More than half of European enterprises are concerned about storage bottlenecks in virtualized systems, according to an independent survey conducted by DataCentre Solutions and commissioned by network attached storage provider Avere Systems.
The upcoming VMwolrd Europe will see storage challenges as the hot topics of discussion, according to Avere Systems.
The survey shows that as data storage systems grow, the load placed on standard networked systems is heading for overload and the subsequent slowdown affects business efficiency.
The European NAS Audit 2012 revealed 77 percent of organizations had applications that required high performance from storage networks. While 27 percent business use pure network attached storage (NAS), a further 49 percent have NAS running in tandem with storage attached networks (SAN).
The fact that over 51 percent of survey participants access over access over 50TB of data and just under half of these have amassed over 500TB indicate the enormity of this problem.
Virtualization offers a cost-effective solution as concentration of numerous applications on a single server saves on hardware costs, but it also results contention of storage resources.
The top five solutions to meet data access challenge, as revealed by the survey participants are: updating the NAS controllers [28 percent], buying more hard disks [26 percent], adding solid state drive arrays (SSDs) [26 percent], switching to Fibre Channel networks [23 percent], and 21 percent considering NAS optimization technologies.
Bigger NAS controllers and huge disk shelves, however, are based on aging product architectures designed for the past, so they translate into costly piles of gear for customers that now consume vast amounts of data centre space, according to Avere Systems.
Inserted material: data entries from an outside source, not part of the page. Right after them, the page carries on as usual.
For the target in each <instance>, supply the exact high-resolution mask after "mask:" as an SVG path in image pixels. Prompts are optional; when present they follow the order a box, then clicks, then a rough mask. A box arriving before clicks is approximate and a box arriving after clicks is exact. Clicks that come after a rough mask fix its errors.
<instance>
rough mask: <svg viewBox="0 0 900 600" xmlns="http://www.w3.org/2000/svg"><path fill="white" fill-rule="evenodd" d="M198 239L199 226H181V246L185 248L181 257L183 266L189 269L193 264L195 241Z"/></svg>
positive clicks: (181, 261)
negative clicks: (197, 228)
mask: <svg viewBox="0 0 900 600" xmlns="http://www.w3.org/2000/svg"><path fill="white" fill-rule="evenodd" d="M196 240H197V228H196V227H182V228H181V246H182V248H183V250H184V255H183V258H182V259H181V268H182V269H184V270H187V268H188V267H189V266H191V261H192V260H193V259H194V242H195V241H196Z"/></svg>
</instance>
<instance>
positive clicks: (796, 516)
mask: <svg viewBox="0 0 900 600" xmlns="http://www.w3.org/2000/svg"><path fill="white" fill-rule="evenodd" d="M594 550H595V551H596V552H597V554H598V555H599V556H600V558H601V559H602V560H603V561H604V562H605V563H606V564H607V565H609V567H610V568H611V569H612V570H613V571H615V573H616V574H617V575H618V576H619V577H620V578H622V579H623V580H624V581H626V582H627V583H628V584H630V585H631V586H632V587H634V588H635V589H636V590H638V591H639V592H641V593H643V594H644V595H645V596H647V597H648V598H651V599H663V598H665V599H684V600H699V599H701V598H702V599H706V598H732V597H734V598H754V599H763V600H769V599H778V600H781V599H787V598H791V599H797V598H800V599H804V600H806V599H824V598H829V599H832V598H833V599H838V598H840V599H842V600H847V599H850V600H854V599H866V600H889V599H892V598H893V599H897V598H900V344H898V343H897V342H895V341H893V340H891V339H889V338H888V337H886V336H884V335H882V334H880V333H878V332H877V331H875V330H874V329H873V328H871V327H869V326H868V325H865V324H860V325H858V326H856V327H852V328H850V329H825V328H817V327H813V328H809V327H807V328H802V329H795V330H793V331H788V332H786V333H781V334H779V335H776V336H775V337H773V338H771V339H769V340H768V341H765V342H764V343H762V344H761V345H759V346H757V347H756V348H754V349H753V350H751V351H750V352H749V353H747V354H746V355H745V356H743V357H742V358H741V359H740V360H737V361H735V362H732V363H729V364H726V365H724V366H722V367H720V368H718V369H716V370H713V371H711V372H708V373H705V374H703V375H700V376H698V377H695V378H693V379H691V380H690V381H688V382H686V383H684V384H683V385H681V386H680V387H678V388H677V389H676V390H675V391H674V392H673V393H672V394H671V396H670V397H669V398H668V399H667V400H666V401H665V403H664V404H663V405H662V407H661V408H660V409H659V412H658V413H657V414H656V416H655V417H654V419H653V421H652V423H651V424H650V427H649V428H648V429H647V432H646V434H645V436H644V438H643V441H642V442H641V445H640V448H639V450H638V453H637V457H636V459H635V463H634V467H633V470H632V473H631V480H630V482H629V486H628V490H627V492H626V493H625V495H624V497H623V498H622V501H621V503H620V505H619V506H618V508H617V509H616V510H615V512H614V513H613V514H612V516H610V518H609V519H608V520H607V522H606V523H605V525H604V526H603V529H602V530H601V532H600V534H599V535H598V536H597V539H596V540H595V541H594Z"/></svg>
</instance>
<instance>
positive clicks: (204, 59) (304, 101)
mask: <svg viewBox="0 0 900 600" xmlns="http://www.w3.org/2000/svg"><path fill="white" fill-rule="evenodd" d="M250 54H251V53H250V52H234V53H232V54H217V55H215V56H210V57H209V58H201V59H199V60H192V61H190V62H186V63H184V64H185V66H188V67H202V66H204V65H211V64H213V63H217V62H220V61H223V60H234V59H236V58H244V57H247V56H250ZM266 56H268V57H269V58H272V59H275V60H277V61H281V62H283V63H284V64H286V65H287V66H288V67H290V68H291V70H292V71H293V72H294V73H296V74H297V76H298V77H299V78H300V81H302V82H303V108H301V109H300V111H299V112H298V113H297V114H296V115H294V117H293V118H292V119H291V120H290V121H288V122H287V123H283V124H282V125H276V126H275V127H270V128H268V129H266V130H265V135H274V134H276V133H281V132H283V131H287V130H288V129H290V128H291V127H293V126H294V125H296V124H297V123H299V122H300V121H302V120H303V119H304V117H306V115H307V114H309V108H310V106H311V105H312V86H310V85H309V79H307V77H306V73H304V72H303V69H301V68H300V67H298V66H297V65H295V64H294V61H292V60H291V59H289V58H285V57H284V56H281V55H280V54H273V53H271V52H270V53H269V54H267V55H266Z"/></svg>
A better, more efficient approach, according to Rebecca Thompson, VP of Marketing, Avere Systems, is to deploy an optimized edge-core storage architecture designed for modern applications such as virtualization and big data that keeps active data closest to the users on edge filers filled with fast storage media. “The less active data is kept on dense storage media on core filers that takes up a fraction of the space and energy of older devices.”